Last month, mobile billboards appeared throughout Washington, D.C. demanding an end to the U.S. government’s attempts to jail Australian journalist Julian Assange. Designed and executed by comedian-activist Randy Credico and funded by popular donations, the billboards are mounted on trucks and displayed strategically at national landmarks and busy intersections, intended to make tourists and residents aware of the government’s intention to silence those who publish the crimes of the U.S. military and intelligence agencies.
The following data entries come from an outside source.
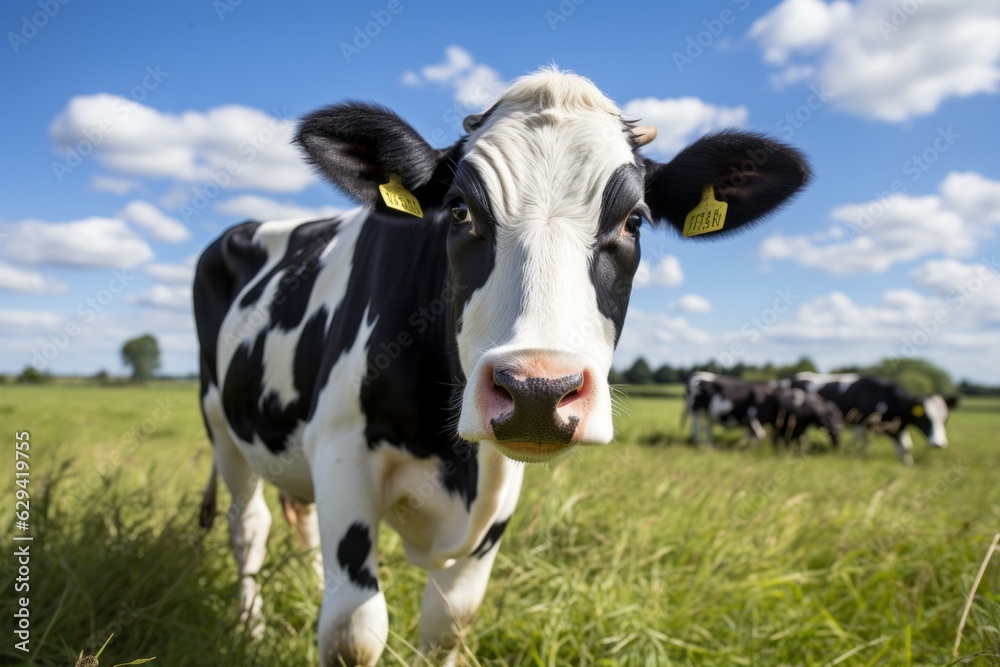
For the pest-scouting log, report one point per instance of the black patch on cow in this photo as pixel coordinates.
(471, 246)
(352, 552)
(492, 536)
(297, 269)
(616, 257)
(399, 275)
(225, 267)
(860, 402)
Julian Assange established WikiLeaks in 2006 and worked with whistleblower and former U.S. Army intelligence official Chelsea Manning to publish massive files documenting U.S. war crimes beginning in 2010. He lived under a political asylum agreement in the Embassy of Ecuador in London from 2012 until 2019, when he was sentenced by the UK to over four years in prison. During his asylum, the U.S. had gone so far as to devise plans to assassinate Assange; and in June, the U.K. government authorized Assange’s extradition to the U.S. under the Espionage Act — a law which has been used for over a century to persecute leftists, radicals, and activists. Today, only an appeal by Assange’s legal team stands in the way of his trial in the U.S., where he could face a sentence of up to 175 years in prison.
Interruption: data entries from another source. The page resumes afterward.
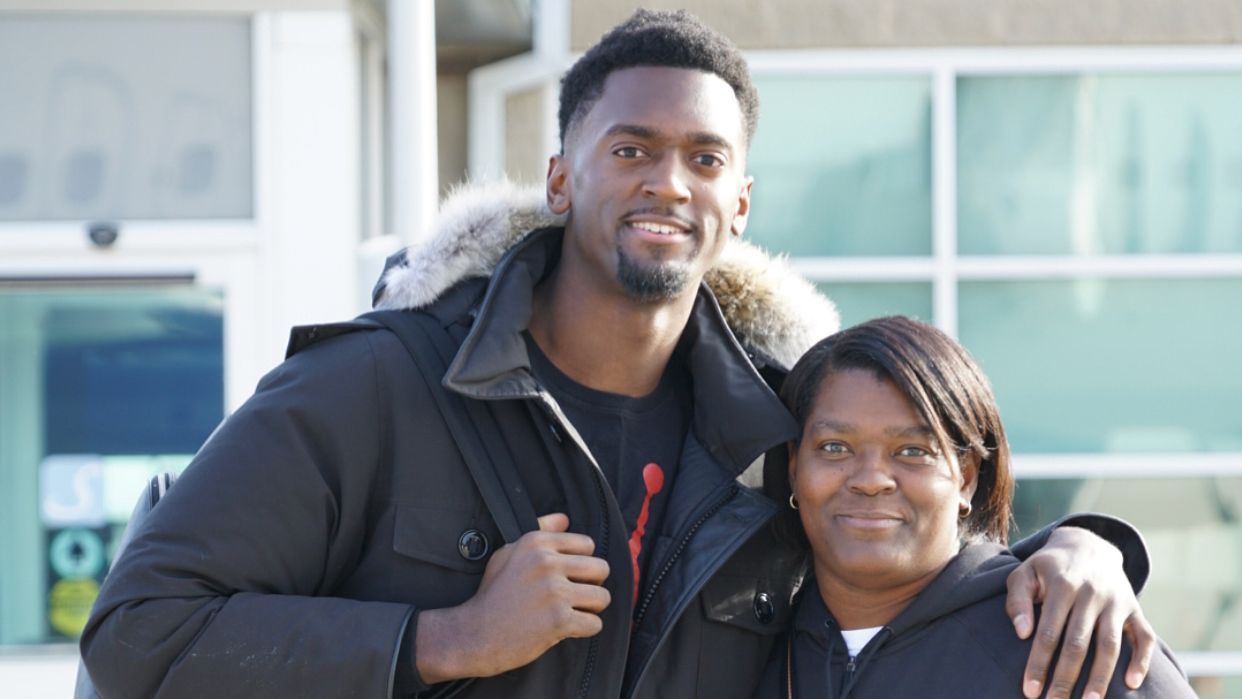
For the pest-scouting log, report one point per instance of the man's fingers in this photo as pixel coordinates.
(1047, 635)
(590, 597)
(1024, 589)
(585, 569)
(554, 522)
(1144, 638)
(580, 625)
(1074, 646)
(1108, 648)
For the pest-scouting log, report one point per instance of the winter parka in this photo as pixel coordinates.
(327, 510)
(954, 640)
(301, 543)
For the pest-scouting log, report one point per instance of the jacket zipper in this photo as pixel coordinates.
(593, 648)
(681, 548)
(558, 417)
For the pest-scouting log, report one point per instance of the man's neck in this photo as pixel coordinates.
(606, 340)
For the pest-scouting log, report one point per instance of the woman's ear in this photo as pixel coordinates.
(791, 450)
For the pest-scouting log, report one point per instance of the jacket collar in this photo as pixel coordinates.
(979, 571)
(737, 416)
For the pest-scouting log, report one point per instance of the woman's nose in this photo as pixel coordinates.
(871, 476)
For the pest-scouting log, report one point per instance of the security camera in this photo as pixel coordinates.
(102, 235)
Credico’s billboards are exceptionally effective at identifying the harmful and hypocritical effort by Biden’s Justice Department. One of the billboards reads: “US commits war crimes in Iraq and Afghanistan and then persecutes the journalist who exposed it. Jail the killers NOT the messenger.” Another highlights the famous photo of Joe Biden and Saudi Arabian Prince Mohammed bin Salman’s fist-bump, behind the words “It’s a deal. I won’t mention Khashoggi if you don’t mention Assange,” making reference to the assassination of a Saudi Arabian journalist ordered by bin Salman in 2018. During his campaign, Biden insisted that the Saudi Arabian government would be “held accountable” and his administration later released a report concluding that bin Salman personally approved Khashoggi’s execution. Yet Biden’s commitment to a free press is clearly a sham — he continues to engage in friendly diplomacy with bin Salman and, of course, furthers the persecution of journalists like Assange who expose his own country’s crimes against humanity.
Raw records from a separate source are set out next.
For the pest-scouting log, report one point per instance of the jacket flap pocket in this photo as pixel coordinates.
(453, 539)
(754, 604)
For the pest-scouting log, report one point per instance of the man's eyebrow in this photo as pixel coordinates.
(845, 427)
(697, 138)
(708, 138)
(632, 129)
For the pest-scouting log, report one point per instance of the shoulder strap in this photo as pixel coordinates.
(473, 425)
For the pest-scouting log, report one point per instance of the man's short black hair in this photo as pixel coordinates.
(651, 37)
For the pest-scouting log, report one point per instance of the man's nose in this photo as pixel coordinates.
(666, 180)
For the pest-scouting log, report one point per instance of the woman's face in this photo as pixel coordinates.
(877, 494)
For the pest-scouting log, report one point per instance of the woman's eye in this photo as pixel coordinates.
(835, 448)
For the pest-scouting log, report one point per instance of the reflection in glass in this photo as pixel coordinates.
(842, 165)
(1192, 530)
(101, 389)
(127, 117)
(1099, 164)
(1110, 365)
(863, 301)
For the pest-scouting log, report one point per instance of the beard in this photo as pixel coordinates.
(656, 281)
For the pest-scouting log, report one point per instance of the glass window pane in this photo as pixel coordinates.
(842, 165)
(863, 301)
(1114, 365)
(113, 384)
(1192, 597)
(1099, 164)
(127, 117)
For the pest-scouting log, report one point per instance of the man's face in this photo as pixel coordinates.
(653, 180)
The U.S. government and Democratic Party talk a big game about protecting the ability of journalists like Khashoggi to criticize their government. When put to the test in the case of Assange, however, their commitment to these ideals fails. It is an extraordinarily low bar to expect journalists to have the right to bring to light the hidden crimes of a government — Assange has the support of even the U.N. human rights chief — but it is a right that the Democrats aggressively refuse to protect. We have learned much about the U.S. military and C.I.A.’s torture campaigns, secret wars, and undemocratic coups through the work of Assange and WikiLeaks, and such work is critically important if we hope to build a just society.